S
iamo nell'inverno 2023. Chiara Ferragni sfreccia in città su una BMW scintillante, vestita di potere e glamour. Lo spot, pensato per celebrare l’eleganza e la modernità, la ritrae come un’icona di successo: sicura, sofisticata, in controllo. L'influencer sbeffeggiava gli hater e faceva segno di stare tutti in silenzio. Un’operazione di marketing che voleva fondere il prestigio del marchio tedesco con l’influenza planetaria della regina dei social. Ma il problema non è solo il tono patinato e autoreferenziale. Il vero cortocircuito è arrivato pochi giorni dopo, quando Ferragni è stata travolta dallo scandalo del “pandoro-gate”: una promozione ingannevole mascherata da beneficenza, che ha portato l’Antitrust a multarla e l’opinione pubblica a metterla sotto accusa.

Lo spot incriminato:

  

Da testimonial a simbolo del marketing tossico

Lo spot BMW, già discutibile per il suo lusso ostentato, è diventato il manifesto di un marketing fuori controllo. Mentre Ferragni recitava la parte della donna di successo, la realtà la sbugiardava: dietro l’immagine perfetta, si nascondeva una gestione opaca della comunicazione commerciale. La beneficenza usata come leva pubblicitaria ha fatto crollare la sua credibilità, e con essa anche quella del brand che l’aveva scelta. BMW, che puntava a rafforzare il proprio appeal tra i giovani e i digital addicted, si è ritrovata associata a una figura in piena crisi reputazionale. Lo spot, nato per ispirare, ha finito per irritare: un’auto di lusso guidata da chi, nel frattempo, veniva accusata di aver lucrato sulla solidarietà.
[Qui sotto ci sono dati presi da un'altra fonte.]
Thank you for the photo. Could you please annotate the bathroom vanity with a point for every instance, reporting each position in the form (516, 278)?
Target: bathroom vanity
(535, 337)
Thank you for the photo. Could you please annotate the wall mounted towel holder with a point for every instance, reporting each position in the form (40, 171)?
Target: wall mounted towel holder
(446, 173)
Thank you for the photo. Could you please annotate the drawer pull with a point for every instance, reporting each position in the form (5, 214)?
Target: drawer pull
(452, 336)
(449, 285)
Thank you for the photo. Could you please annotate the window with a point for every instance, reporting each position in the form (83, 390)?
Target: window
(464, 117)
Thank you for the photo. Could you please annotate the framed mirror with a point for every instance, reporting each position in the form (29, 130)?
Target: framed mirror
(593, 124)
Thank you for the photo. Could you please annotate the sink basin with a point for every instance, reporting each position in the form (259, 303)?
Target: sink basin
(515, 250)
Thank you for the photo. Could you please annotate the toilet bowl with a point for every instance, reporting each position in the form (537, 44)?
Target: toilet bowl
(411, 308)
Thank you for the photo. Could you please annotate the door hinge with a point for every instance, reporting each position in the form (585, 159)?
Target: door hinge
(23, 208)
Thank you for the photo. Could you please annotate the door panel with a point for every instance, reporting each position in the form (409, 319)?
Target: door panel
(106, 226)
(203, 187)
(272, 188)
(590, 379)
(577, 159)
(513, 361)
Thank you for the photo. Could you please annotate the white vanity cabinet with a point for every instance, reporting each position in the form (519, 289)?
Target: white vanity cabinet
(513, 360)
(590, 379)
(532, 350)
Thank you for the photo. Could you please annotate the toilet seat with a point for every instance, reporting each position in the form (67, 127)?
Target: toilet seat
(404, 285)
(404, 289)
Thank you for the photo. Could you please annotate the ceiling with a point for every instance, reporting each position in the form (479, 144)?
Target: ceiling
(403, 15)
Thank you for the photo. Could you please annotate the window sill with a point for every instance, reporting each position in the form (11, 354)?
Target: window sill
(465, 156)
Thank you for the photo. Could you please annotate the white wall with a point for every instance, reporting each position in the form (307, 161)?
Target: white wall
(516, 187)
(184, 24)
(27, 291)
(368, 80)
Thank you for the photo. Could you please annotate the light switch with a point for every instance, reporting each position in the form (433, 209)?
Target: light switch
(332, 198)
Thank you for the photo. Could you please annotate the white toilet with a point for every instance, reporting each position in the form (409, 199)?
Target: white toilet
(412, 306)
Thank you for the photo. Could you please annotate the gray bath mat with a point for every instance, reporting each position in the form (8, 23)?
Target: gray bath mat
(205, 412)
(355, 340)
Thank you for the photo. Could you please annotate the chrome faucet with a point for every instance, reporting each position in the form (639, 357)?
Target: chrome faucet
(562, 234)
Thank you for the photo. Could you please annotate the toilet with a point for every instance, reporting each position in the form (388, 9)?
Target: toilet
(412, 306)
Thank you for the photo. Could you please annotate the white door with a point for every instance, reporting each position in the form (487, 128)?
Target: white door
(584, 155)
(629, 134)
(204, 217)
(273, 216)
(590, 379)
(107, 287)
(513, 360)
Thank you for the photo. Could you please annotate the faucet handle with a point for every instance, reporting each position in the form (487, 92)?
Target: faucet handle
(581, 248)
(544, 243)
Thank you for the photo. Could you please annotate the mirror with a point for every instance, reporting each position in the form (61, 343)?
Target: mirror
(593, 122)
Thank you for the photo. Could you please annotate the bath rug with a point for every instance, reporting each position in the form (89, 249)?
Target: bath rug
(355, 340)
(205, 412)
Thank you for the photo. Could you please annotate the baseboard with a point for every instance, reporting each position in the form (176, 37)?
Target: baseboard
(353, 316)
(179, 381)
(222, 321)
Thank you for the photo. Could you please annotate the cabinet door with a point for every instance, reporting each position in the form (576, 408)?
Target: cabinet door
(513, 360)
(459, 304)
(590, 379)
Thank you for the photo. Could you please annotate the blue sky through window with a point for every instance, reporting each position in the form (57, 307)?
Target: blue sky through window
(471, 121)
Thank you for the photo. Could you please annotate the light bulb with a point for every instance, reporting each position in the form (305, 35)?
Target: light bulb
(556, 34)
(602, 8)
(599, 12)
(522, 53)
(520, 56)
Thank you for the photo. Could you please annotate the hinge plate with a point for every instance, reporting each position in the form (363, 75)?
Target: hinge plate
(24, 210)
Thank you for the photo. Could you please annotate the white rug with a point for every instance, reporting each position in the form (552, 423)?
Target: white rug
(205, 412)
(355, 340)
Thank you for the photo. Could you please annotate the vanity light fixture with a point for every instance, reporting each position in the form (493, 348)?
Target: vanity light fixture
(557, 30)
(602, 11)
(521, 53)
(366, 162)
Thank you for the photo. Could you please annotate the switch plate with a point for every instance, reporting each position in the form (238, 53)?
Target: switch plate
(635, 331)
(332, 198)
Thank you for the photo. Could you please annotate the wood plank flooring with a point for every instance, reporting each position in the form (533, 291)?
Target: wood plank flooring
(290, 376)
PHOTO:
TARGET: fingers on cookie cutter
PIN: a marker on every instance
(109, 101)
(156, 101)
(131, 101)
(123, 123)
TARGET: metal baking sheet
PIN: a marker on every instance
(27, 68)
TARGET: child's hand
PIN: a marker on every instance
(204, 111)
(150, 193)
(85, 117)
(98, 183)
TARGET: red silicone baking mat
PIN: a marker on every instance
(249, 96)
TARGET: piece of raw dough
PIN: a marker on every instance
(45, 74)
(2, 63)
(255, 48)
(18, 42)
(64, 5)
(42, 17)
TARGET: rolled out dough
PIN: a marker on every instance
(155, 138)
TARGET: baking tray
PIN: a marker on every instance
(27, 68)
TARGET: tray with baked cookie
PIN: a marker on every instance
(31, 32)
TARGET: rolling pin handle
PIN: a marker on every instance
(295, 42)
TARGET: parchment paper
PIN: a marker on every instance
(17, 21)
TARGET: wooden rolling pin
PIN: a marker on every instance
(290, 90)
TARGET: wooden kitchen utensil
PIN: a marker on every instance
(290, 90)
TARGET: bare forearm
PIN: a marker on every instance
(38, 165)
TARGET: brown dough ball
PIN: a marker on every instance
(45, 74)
Un tempismo disastroso e una narrazione che non regge

Il tempismo è stato fatale. Lo spot è uscito in un momento in cui il pubblico chiedeva trasparenza, autenticità e responsabilità. Invece ha ricevuto una clip patinata, vuota, in cui Ferragni faceva la figa al volante mentre la sua immagine crollava sotto il peso delle contraddizioni. Il contrasto è stato brutale: da un lato l’influencer che si atteggia a icona di empowerment, dall’altro una realtà fatta di multe, scuse tardive e perdita di fiducia. Il pubblico non ha perdonato, e lo spot è diventato il simbolo di un mondo che non sa più leggere il presente.

Conclusione: SPOT sparito dai media

“Chiara Ferragni e BMW” doveva essere una sinergia vincente, ma si è trasformata in una lezione di marketing da manuale: non basta l’estetica, serve coerenza. E quando la testimonial viene sbugiardata dalla realtà, lo spot non invecchia: marcisce.